妻が彼に抱かれて乱れている姿を想像してしまうことが、彼と親しくなればなるほど増えていきました。
しかも、そんな自分に戸惑うばかりだった最初の頃に比べ、最近では明らかに興奮を覚えてしまっていることに気づいたのです。
自分は変態なのだろうか。
心配になって調べました。そして「寝取られ」の意味を知りました。言葉では耳にしたことがありましたが、その意味を知り、そのジャンルが一定のニーズがあることを知って、自分が人の道を外れるほどの変態、鬼畜でないことにとりあえず安心しました。その後、さまざまなサイトや掲示板を覗くうちに、私の「寝取られ」願望は日増しに高まっていったのです。

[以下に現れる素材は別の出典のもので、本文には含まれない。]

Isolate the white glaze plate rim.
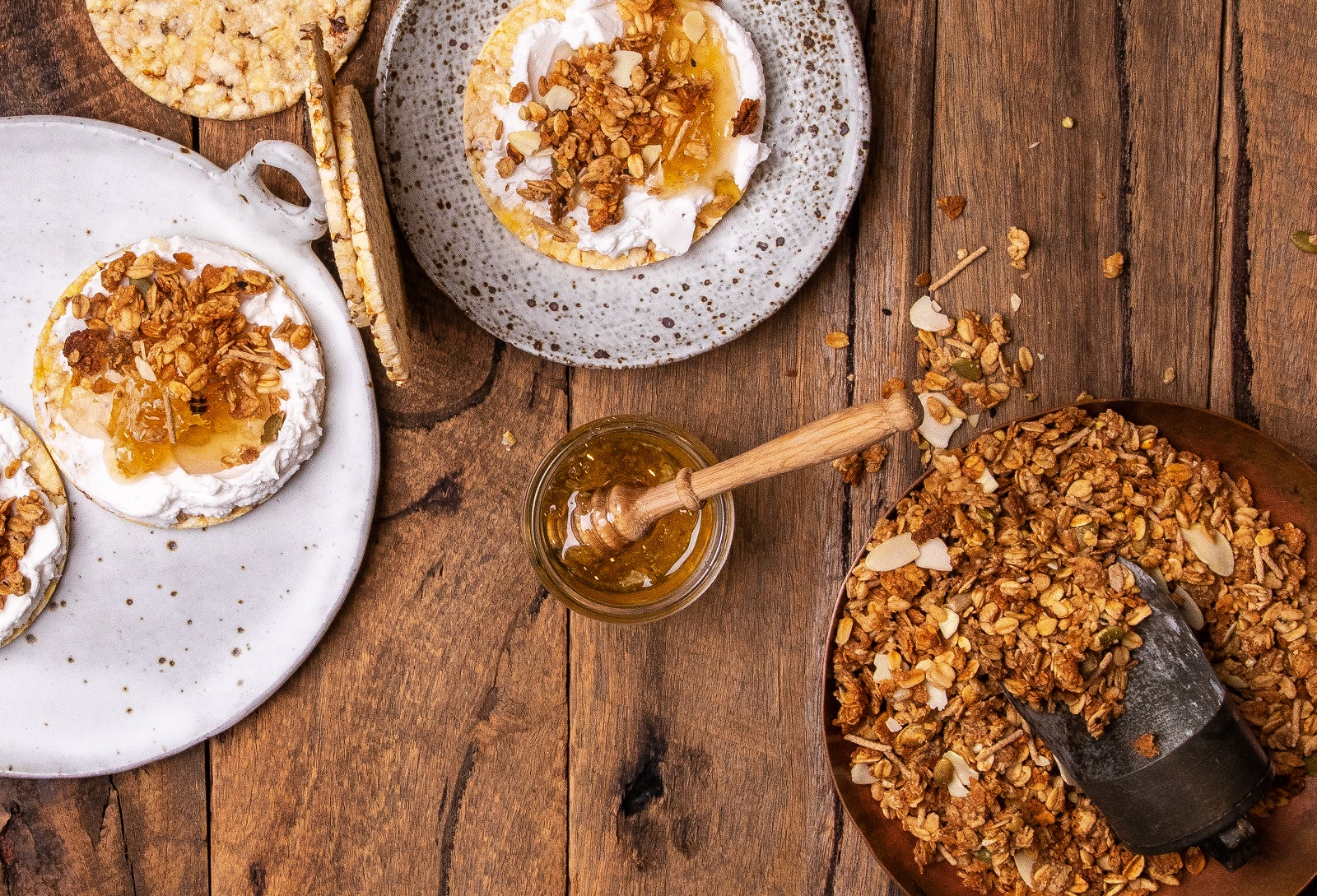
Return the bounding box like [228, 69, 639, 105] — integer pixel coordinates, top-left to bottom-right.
[0, 116, 380, 778]
[375, 0, 872, 369]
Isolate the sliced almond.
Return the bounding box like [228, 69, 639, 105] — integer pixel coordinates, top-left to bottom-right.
[919, 392, 961, 448]
[507, 130, 540, 156]
[681, 9, 706, 44]
[938, 606, 960, 638]
[910, 296, 951, 333]
[608, 50, 644, 90]
[1181, 522, 1234, 576]
[914, 538, 952, 573]
[544, 84, 575, 112]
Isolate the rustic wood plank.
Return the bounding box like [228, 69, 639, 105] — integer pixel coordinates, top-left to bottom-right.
[0, 0, 193, 146]
[1122, 0, 1222, 406]
[202, 2, 566, 896]
[0, 778, 133, 896]
[1210, 0, 1256, 424]
[930, 0, 1131, 413]
[211, 339, 566, 896]
[843, 0, 937, 894]
[847, 0, 937, 556]
[1231, 0, 1317, 463]
[0, 0, 208, 896]
[569, 234, 881, 896]
[114, 744, 211, 896]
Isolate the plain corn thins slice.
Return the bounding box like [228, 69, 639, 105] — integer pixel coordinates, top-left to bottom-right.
[333, 84, 411, 386]
[301, 24, 370, 327]
[86, 0, 370, 120]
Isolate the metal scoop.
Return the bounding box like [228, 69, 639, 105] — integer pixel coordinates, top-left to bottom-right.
[1008, 558, 1273, 871]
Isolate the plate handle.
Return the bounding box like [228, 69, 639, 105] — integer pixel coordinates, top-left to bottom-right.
[228, 140, 325, 242]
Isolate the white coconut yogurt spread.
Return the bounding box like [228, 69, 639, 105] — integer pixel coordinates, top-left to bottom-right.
[483, 0, 769, 258]
[0, 416, 68, 642]
[37, 237, 325, 527]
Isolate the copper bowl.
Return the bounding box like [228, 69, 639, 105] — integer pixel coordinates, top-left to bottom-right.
[821, 400, 1317, 896]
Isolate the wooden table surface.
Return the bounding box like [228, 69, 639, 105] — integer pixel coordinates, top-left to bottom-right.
[0, 0, 1317, 896]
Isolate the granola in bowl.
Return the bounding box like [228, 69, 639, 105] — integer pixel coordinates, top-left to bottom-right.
[463, 0, 768, 270]
[832, 408, 1317, 894]
[33, 237, 324, 527]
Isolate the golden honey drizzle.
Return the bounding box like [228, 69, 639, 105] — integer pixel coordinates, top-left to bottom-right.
[544, 430, 713, 606]
[660, 2, 742, 198]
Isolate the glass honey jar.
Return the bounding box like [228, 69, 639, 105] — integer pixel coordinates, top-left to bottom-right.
[522, 416, 733, 622]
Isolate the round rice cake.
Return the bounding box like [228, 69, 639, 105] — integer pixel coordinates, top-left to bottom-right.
[463, 0, 768, 271]
[31, 237, 325, 529]
[0, 404, 70, 648]
[87, 0, 370, 120]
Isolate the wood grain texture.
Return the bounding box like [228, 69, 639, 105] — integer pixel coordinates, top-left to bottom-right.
[7, 0, 1317, 896]
[853, 0, 938, 558]
[569, 233, 881, 896]
[1122, 0, 1222, 406]
[1234, 0, 1317, 463]
[114, 744, 211, 896]
[930, 0, 1130, 413]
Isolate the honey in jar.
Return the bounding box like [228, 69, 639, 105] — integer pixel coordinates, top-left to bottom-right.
[525, 417, 731, 621]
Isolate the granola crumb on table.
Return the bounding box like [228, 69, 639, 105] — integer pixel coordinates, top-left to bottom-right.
[832, 408, 1317, 896]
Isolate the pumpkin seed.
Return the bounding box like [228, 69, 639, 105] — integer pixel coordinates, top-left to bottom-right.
[1289, 230, 1317, 255]
[951, 358, 984, 383]
[933, 758, 956, 784]
[261, 411, 287, 445]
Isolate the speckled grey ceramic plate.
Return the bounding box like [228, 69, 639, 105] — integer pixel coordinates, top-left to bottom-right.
[0, 117, 379, 778]
[375, 0, 869, 367]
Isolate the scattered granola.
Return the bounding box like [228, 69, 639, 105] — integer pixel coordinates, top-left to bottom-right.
[87, 0, 370, 120]
[938, 196, 966, 221]
[0, 406, 68, 648]
[0, 489, 50, 600]
[928, 246, 988, 292]
[910, 296, 1035, 463]
[1006, 226, 1029, 271]
[1134, 731, 1161, 759]
[61, 243, 295, 477]
[832, 444, 887, 485]
[832, 408, 1317, 894]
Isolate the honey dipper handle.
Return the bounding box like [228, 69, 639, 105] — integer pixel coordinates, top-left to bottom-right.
[619, 391, 920, 521]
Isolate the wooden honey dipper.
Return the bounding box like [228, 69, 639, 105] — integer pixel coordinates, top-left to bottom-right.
[564, 391, 920, 559]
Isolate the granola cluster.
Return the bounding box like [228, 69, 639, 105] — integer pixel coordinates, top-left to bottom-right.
[496, 0, 759, 234]
[0, 479, 50, 597]
[834, 408, 1317, 896]
[62, 244, 312, 466]
[911, 310, 1038, 424]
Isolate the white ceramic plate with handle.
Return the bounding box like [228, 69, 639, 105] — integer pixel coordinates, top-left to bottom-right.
[0, 117, 379, 776]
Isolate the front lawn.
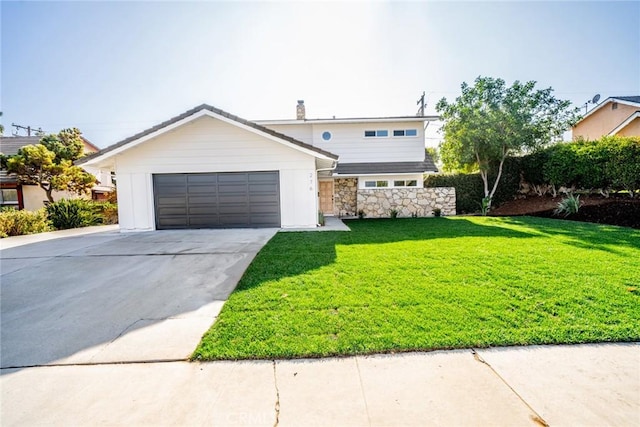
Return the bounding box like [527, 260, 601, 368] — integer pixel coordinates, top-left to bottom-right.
[193, 217, 640, 359]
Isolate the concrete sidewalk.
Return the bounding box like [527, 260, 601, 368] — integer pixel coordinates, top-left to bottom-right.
[0, 343, 640, 426]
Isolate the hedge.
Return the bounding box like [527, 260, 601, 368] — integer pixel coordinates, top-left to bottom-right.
[424, 136, 640, 214]
[0, 208, 51, 237]
[424, 157, 521, 214]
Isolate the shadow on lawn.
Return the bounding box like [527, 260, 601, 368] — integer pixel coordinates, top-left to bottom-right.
[236, 217, 540, 292]
[503, 217, 640, 256]
[236, 217, 640, 291]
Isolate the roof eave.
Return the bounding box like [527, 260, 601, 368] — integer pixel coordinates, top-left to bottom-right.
[254, 116, 441, 126]
[572, 96, 640, 128]
[76, 104, 338, 165]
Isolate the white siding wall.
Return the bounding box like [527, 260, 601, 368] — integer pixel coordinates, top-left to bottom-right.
[267, 121, 425, 163]
[116, 117, 317, 231]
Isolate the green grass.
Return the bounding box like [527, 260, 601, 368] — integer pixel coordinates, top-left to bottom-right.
[193, 217, 640, 359]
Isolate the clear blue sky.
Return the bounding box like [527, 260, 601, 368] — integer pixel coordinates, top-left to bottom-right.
[0, 1, 640, 147]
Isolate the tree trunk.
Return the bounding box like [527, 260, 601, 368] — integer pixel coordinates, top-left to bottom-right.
[40, 183, 53, 203]
[489, 155, 507, 199]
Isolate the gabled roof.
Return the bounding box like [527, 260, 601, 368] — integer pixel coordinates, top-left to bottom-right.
[611, 96, 640, 104]
[573, 96, 640, 127]
[256, 116, 440, 125]
[609, 110, 640, 136]
[334, 155, 438, 175]
[76, 104, 338, 164]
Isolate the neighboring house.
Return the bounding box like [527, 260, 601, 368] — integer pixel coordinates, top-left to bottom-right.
[572, 96, 640, 140]
[0, 136, 113, 211]
[76, 101, 455, 231]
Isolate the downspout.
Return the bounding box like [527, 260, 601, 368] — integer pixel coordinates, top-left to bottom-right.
[316, 160, 338, 226]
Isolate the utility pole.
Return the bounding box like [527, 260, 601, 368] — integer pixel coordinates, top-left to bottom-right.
[416, 91, 424, 117]
[11, 123, 44, 136]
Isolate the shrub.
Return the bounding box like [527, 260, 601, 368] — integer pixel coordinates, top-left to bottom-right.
[603, 137, 640, 197]
[46, 199, 102, 230]
[91, 200, 118, 225]
[0, 208, 51, 237]
[553, 194, 580, 217]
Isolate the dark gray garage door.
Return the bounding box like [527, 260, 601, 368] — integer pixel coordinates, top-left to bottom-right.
[153, 171, 280, 230]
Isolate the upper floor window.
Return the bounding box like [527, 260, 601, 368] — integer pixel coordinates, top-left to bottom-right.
[393, 129, 418, 136]
[364, 129, 389, 138]
[393, 179, 418, 187]
[0, 188, 18, 206]
[364, 181, 389, 188]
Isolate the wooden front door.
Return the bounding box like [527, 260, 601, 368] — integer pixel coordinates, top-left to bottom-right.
[319, 181, 333, 215]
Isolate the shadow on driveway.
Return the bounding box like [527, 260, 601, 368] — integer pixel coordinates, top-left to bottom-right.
[0, 229, 277, 372]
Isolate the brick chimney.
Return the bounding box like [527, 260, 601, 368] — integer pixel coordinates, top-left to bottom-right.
[296, 99, 306, 120]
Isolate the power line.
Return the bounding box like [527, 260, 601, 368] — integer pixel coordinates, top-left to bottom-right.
[11, 123, 44, 136]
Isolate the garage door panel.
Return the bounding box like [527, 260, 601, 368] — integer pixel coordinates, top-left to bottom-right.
[189, 215, 219, 228]
[187, 173, 218, 185]
[158, 206, 187, 216]
[187, 194, 218, 206]
[158, 195, 187, 206]
[153, 171, 280, 229]
[154, 174, 186, 186]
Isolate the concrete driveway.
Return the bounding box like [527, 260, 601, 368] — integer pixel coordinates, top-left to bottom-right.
[0, 229, 277, 368]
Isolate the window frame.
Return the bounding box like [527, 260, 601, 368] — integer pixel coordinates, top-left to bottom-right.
[363, 129, 389, 138]
[392, 129, 418, 138]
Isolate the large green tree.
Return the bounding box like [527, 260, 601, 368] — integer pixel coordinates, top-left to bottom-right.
[436, 77, 579, 210]
[2, 128, 97, 202]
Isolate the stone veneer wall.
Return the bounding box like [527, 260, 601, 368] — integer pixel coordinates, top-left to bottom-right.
[333, 178, 358, 216]
[357, 187, 456, 218]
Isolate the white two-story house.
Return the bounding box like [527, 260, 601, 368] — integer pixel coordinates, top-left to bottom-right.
[78, 101, 455, 231]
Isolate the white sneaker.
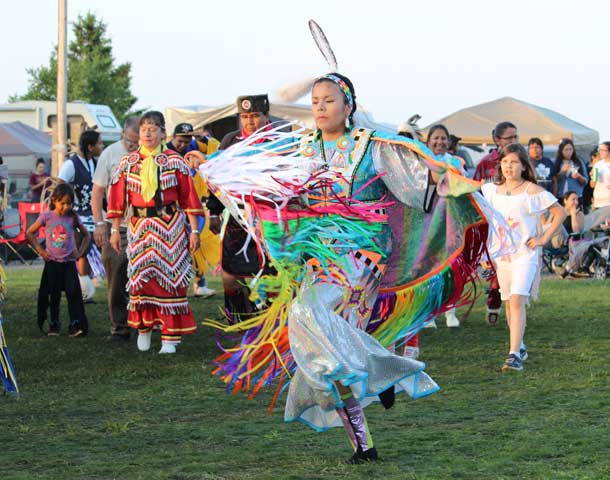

着替えを終えてリビングに戻ると、妻が夕食をテーブルに並べているところでした。今日の妻は胸元がV字に開いた薄手のカットソーにソフトデニムのジーンズという服装です。普段着といえばそうなのですが、上下ともに肌にぴったりとはりついて体のラインを強調するコーディネートです。
実際、皿を田中君の前に置くときには、シャツの胸元から妻のDカップの谷間が露になり、それに気づいた妻と彼が一瞬目を合わせ、お互いに頬を赤らめ視線を逸らせるのがわかりました。以前であれば気づきもしなかった、本当に刹那の出来事なのですが、寝取られ願望に目覚めてからは、そんな瞬間ばかりを捜し求め目で追うようになっていました。
そして、今では確信していました。
妻は田中君に男性を感じ、田中君も妻を女として見ている。さらに、それに戸惑うどころか、興奮を覚えている自分がいることを。
この頃から私の中に、ある計画が湧き上がっていました。